魔族は包囲されていく現状に対し、微笑むのみ……影の刃を地面から出し入れし、様子を窺う構え。
「……これは、驚いた」
そんな中、魔族がマクロイドへ声を上げた。
「あなた方、一目見て私の攻撃範囲を理解しましたね?」
「お前、魔族封じの魔法により探り探り影を操っているだろ? そのせいですぐにわかったぞ」
マクロイドが言及。それはどうやら図星だったようで、魔族は「ええ」と軽く応じた。
「なるほど……やはり歴戦の戦士達は一味違いますね」
「言ってろよ」
マクロイドの視線が鋭くなる。姿勢を整え、今にも躍りかかるような雰囲気。
そして、他の面々も戦闘態勢へ――
「全員、影は強力だ。危ないと悟ったら迷わず退け」
そこでルルーナが語る。全員の表情は一切変わらない。そればかりか言い出したルルーナ本人が退きそうにない気配を見せる。
やはり、死人が出たことで気持ちが高ぶっているのか……俺は制止するべきではと、一瞬思った。ファーガス達の光景が脳裏に焼き付いて離れず、ネガティブな考えしか浮かばなくなっている。
いや……それはもしかすると、予感なのかもしれない。けれど決心できず、押し黙り――
「覚悟はいいか?」
マクロイドが問い掛ける。それに魔族は事もなげに応じる。
「ええ、いつでもどうぞ」
どこまでも変わらない調子で答えた彼女に対し、周囲の空気が重くなる。誰もが彼女に対し殺気をぶつけている。
もしかすると相対したことで並々ならぬ存在だと悟ったのではないか――先ほど深淵のような魔力を感じたが、それを彼らが理解したのかもしれない。
思いながら、俺は何気なく魔力を探った――すると、先ほどのような魔力を感じ取ることができなかった。
眉をひそめ、魔族を見据える。その時、ゆらめく相手の目がこちらを射抜いた。視線が重なり、その表情が僅かだが笑みを見せる。

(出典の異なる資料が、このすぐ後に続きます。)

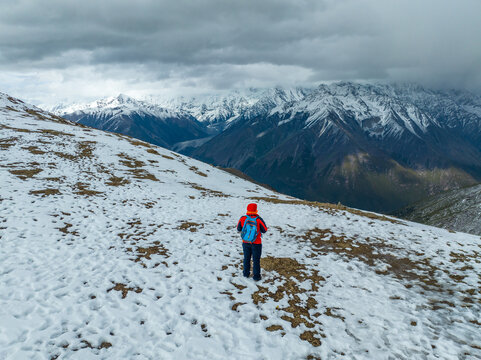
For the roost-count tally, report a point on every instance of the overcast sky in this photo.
(70, 51)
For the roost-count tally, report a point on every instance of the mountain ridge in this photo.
(378, 140)
(116, 248)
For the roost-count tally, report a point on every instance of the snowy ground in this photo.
(112, 248)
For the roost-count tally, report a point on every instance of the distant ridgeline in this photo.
(371, 146)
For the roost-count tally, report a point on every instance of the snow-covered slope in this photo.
(115, 248)
(458, 210)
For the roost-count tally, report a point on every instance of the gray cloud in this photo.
(227, 43)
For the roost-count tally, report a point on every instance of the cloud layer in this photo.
(80, 49)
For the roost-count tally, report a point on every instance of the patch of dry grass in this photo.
(51, 132)
(124, 289)
(34, 150)
(191, 226)
(136, 168)
(5, 144)
(290, 273)
(83, 190)
(152, 151)
(196, 170)
(328, 208)
(45, 192)
(206, 192)
(25, 174)
(117, 181)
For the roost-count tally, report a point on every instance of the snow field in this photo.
(133, 253)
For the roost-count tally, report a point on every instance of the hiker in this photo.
(251, 227)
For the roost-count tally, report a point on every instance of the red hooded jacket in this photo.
(261, 227)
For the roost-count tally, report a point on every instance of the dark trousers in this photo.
(254, 251)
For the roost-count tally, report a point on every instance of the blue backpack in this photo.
(249, 230)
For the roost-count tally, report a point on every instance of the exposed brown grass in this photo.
(290, 273)
(274, 328)
(191, 226)
(152, 151)
(8, 142)
(83, 190)
(139, 143)
(34, 150)
(373, 252)
(136, 168)
(25, 174)
(329, 208)
(196, 170)
(206, 192)
(146, 252)
(45, 192)
(124, 289)
(66, 231)
(117, 181)
(51, 132)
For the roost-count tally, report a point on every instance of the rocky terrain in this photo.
(112, 247)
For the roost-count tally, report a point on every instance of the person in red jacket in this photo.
(253, 249)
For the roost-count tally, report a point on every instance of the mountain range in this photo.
(371, 146)
(115, 248)
(458, 210)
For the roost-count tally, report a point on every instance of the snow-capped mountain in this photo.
(458, 210)
(372, 146)
(218, 111)
(376, 147)
(125, 115)
(115, 248)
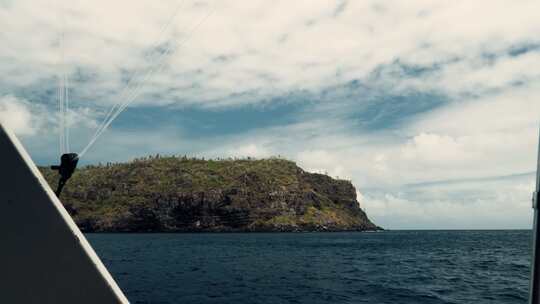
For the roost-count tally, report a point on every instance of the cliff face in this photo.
(178, 194)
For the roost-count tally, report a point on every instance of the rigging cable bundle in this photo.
(133, 89)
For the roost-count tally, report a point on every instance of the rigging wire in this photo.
(165, 27)
(62, 91)
(135, 92)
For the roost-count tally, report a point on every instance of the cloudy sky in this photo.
(431, 108)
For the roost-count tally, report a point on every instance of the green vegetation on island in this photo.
(175, 194)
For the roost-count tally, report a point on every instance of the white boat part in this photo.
(44, 256)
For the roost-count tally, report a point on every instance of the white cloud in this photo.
(246, 53)
(16, 114)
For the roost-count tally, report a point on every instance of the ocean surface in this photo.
(387, 267)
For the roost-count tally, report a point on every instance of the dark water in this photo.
(389, 267)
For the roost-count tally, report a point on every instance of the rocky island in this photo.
(180, 194)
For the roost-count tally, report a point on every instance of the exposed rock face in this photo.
(179, 194)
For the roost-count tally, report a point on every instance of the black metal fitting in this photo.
(68, 164)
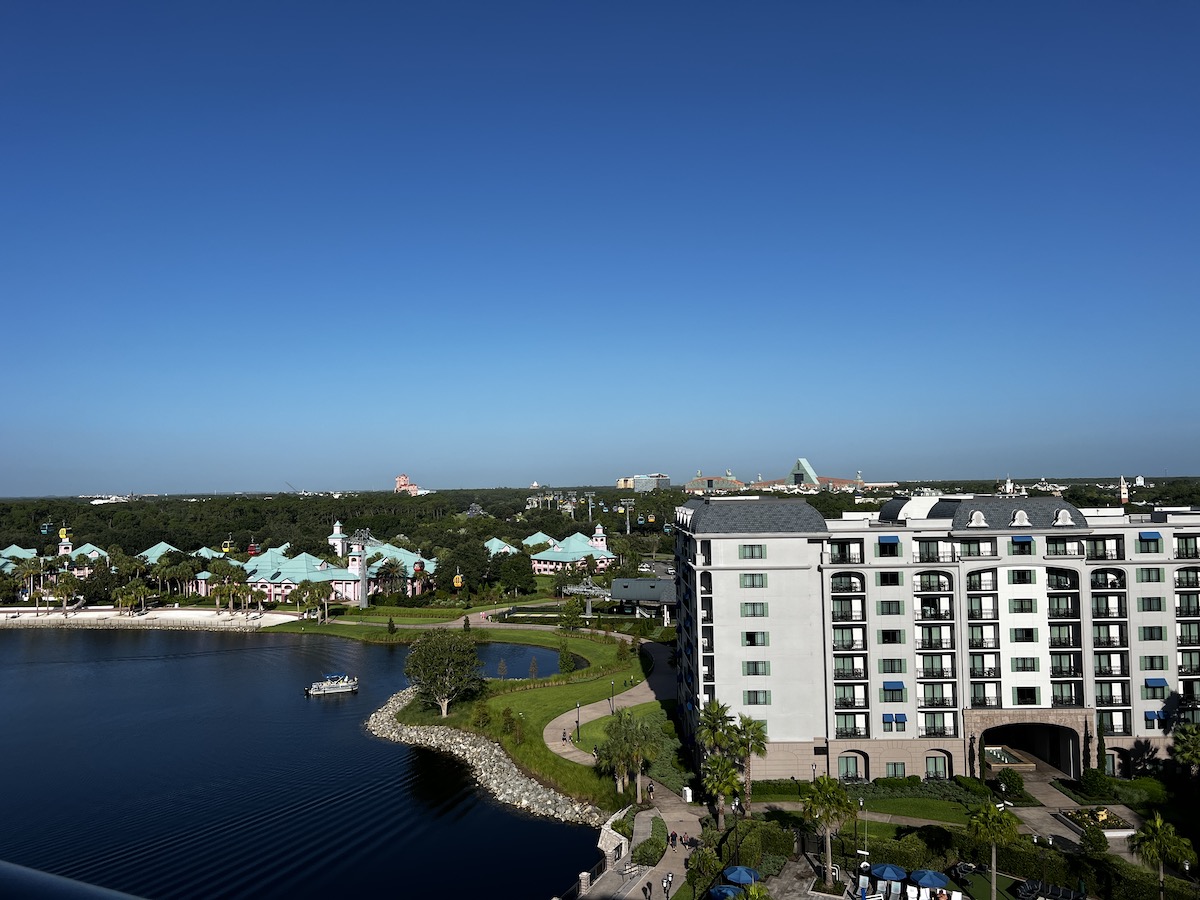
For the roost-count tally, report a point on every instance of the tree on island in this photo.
(444, 667)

どことなく含みを帯びたもので――まさか、先ほど俺に示した魔力は、わざと見せたということなのか?
「再度、警告しておきましょうか」
魔族が殺気立つ面々に臆することなく、話し始める。
「私の攻撃範囲……『領域』に敵意を抱き入ったものは、容赦なく滅します。そして、もし私に従うのであれば、私は慈愛を持って応じましょう」
「……魔族から、慈愛なんて言葉が出るとは思わなかったな」
斜に構えたセシルが言う。途端、魔族は笑い出す。
「ここで滅された魔族達は、そのように従っていた者達だったのです。だからこそ慈愛をもって接し、力を与えようと今回の襲撃を計画した」
「……お前は、何者だ?」
訊いたのはルルーナ。その声音は死ぬ前に名くらいは聞いてやろう、という空気を漂わせていた。
けれど、魔族は肩をすくめる。
「名など、語る必要などないものですね。それとも、これから倒すべき相手の名前くらいは憶えておこうという思いですか?」
「貴様が高名な魔族なら、魔族達に告げれば気勢を殺ぐことができると思っただけだ」
「なるほど、実益を兼ねているのですね。しかし――」
そう言って、彼女はクスリと笑う。
「全て無意味ですね。あなた達は私に勝てないのですから」
――その言葉の瞬間、マクロイドが攻撃を仕掛けた。